History

United Kingdom
- Name: Vittoria
- Launched: 1813, Whitehaven
- Captured: 7 August 1822
- Fate: Wrecked 1822 after capture

General characteristics
- Tons burthen: 236, or 242 (bm)
- Armament: 2 × 4–pounder guns

= Vittoria (1813 Whitehaven ship) =

Vittoria was launched at Whitehaven in 1813 as a West Indiaman. Pirates captured and wrecked her in 1822.

==Career==
Missing pages in an on-line copy of Lloyd's Register (LR) in 1814 mean that Vittoria first appeared in LR in 1815.

| Year | Master | Owner | Trade | Source |
|---|---|---|---|---|
| 1815 | Twentyman | W.Bowes | Greenock–Jamaica London–New York | LR |
| 1818 | Twentyman Montgomery | W.Bowes | London–Barbados | LR |
| 1819 | Montgomery | J.Grigg C.Davison | London–Charleston | LR |
| 1820 | Montgomery W.Hearn | C.Davison Cohen & Co. | London–Charleston | LR |

Judah Cohen and his older brother Hymen Cohen were co-partners in Hymen Cohen & Company, in London. They came to be the most extensive slave owners in Jamaica and the British West Indies in general. They also dealt with trade to Jamaica, and from 1820 or so owned Vittoria

| Year | Master | Owner | Trade | Source |
|---|---|---|---|---|
| 1821 | W.Hearn | Cohen & Co. | London–Jamaica | LR |

On 7 August 1822 a pirate vessel captured Vittoria, Hearn, master, as Vittoria was sailing from Jamaica to London. The pirates also captured another vessel, Industry, Cook, master, which had been sailing from Montego Bay to St Thomas. The pirates put Vittorias crew aboard Industry and let Industry go.

On 10 August Industry encountered , under Commander Walcott, which took Hearn and some of his men aboard, offering to take them to Jamaica. Instead, Hearn offered himself and his men to help in the search of the pirates. Then, on 13 August, Carnation transferred Hearn and some of his men to Blackett, which accepted them as passengers for Liverpool. (Note: Blackett, Benson, master, was a snow of 242 tons (bm), launched in Newcastle in 1819.)

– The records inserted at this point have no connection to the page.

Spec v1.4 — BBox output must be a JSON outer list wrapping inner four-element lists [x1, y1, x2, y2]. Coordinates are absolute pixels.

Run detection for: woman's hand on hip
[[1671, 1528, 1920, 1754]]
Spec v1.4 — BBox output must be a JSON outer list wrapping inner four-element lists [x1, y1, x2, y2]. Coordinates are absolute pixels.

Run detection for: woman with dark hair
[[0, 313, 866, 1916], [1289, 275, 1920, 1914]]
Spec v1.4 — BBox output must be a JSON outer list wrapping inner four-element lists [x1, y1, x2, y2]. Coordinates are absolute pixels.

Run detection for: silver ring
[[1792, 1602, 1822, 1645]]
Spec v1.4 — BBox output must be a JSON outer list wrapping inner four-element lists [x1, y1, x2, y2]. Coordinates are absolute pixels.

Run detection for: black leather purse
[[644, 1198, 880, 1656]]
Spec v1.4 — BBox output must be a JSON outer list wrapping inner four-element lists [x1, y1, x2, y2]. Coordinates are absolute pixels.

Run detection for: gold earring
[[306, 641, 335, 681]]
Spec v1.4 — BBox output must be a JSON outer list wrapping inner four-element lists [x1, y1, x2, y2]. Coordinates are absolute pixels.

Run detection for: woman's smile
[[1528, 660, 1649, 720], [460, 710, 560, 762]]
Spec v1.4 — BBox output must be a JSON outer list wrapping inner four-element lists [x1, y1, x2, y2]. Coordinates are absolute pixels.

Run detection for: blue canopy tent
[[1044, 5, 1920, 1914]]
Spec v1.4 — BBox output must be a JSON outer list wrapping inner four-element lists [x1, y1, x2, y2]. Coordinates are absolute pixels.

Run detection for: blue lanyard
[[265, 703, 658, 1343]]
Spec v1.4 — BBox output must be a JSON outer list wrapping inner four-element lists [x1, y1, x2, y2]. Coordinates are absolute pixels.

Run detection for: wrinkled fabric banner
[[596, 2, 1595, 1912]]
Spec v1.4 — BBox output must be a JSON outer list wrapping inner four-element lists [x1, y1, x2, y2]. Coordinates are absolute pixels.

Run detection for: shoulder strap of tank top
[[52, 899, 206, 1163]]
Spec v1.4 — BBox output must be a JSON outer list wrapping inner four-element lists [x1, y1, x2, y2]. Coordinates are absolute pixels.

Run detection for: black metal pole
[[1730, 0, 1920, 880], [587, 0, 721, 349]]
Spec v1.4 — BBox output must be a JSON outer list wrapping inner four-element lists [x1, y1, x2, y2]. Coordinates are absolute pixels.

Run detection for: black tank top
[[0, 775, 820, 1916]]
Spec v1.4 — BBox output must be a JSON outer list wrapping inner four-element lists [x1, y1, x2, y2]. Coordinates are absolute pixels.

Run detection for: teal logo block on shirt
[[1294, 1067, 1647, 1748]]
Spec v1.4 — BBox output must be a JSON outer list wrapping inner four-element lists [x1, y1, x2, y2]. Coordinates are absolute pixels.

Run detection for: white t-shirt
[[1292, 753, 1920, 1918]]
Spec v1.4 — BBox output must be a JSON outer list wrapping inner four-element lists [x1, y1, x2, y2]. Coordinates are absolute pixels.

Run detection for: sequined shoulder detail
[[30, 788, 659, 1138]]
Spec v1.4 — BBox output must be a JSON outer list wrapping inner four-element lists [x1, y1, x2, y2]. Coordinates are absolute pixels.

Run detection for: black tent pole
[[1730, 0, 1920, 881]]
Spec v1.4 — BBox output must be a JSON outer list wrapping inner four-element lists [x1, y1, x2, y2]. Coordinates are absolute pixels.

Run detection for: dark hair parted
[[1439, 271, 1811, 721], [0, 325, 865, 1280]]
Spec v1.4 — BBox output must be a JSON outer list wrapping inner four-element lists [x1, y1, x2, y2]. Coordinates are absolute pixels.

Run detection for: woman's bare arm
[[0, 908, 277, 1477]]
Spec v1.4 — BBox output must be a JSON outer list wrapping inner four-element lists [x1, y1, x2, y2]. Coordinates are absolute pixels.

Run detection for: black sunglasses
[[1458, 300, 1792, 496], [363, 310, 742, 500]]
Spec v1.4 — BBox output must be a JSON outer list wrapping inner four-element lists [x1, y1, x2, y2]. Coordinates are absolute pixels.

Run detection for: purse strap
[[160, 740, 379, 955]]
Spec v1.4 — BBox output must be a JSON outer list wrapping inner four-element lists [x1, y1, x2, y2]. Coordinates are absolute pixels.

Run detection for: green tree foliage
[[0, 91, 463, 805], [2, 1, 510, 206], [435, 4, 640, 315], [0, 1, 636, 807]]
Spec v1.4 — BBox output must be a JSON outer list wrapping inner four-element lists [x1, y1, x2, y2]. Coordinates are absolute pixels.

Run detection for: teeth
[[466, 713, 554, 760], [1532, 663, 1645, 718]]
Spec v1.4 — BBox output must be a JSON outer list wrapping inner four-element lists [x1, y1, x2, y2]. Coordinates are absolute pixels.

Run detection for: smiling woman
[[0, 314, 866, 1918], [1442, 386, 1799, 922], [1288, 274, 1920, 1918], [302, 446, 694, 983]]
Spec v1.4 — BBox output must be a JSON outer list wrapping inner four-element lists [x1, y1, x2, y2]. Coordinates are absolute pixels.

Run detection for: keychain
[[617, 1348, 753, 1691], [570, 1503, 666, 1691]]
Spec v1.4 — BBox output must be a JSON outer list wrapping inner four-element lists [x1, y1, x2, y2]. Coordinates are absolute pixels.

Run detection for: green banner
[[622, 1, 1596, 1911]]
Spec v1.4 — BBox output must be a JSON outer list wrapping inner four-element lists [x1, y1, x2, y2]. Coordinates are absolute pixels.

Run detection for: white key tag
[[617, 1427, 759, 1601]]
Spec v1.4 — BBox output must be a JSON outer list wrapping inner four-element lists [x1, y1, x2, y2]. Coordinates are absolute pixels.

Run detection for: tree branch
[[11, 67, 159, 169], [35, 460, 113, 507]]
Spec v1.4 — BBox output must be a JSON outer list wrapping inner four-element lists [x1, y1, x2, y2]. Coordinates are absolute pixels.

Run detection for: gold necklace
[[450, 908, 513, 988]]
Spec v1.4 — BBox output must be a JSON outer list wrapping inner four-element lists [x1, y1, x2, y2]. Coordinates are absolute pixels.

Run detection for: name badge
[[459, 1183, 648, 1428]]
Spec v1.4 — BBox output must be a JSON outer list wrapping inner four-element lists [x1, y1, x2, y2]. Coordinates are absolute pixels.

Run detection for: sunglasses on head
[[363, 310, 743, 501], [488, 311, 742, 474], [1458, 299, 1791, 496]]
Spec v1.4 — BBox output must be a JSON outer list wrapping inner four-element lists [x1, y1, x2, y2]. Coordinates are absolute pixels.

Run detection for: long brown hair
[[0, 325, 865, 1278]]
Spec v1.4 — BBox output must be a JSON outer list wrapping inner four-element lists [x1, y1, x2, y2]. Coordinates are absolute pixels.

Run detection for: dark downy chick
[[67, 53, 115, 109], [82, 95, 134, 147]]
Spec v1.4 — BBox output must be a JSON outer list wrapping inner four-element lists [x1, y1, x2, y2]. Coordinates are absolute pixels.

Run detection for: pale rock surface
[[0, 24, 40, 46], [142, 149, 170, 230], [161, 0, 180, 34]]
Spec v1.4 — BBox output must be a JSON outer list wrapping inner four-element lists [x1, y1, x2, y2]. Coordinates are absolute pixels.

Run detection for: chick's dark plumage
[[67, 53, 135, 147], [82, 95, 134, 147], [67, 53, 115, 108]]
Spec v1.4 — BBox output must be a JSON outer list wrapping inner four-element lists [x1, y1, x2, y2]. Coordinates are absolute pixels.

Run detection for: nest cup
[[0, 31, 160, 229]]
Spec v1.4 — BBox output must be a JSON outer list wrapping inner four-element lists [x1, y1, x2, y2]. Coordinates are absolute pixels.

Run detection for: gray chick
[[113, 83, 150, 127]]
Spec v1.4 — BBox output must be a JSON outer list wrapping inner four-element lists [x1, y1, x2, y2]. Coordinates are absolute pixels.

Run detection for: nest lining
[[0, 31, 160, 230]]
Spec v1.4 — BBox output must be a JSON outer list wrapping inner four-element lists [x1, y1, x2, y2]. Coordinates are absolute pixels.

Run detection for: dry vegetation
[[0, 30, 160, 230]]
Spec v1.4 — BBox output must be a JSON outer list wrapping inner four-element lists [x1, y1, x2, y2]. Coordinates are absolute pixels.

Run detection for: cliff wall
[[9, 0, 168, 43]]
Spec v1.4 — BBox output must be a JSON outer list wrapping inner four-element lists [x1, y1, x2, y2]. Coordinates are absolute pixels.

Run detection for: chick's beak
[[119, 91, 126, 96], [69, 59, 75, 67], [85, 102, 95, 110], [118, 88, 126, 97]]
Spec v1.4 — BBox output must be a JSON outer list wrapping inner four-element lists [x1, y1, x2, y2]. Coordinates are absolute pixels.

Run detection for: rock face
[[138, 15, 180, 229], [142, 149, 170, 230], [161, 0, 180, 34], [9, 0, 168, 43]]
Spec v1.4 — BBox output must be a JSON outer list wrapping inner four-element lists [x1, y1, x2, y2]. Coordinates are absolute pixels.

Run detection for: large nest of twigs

Reports from Charleston stated that Vittoria sat inside the Colorados for six weeks while the pirates slowly unloaded her cargo of coffee, which was sold in Havana. Some weeks later Lieutenant Geary of discovered bills of lading and coffee bags from Vittoria, when Speedwell raided a pirate base. The pirates also removed Nicaragua wood, lignum vitae and lancewood spars.

==Fate==
The pirates ran Vittoria aground, wrecking her. Hymen Cohen, Judah Cohen, Andrew Cohen, Alexander Hiam Cohen, Judah Hymen Cohen, the owners of Vittoria and her cargo, put the value of their loss at £27,000. Estimates of underwriters' losses ranged between £30,000 and £40,000, including losses on Industry.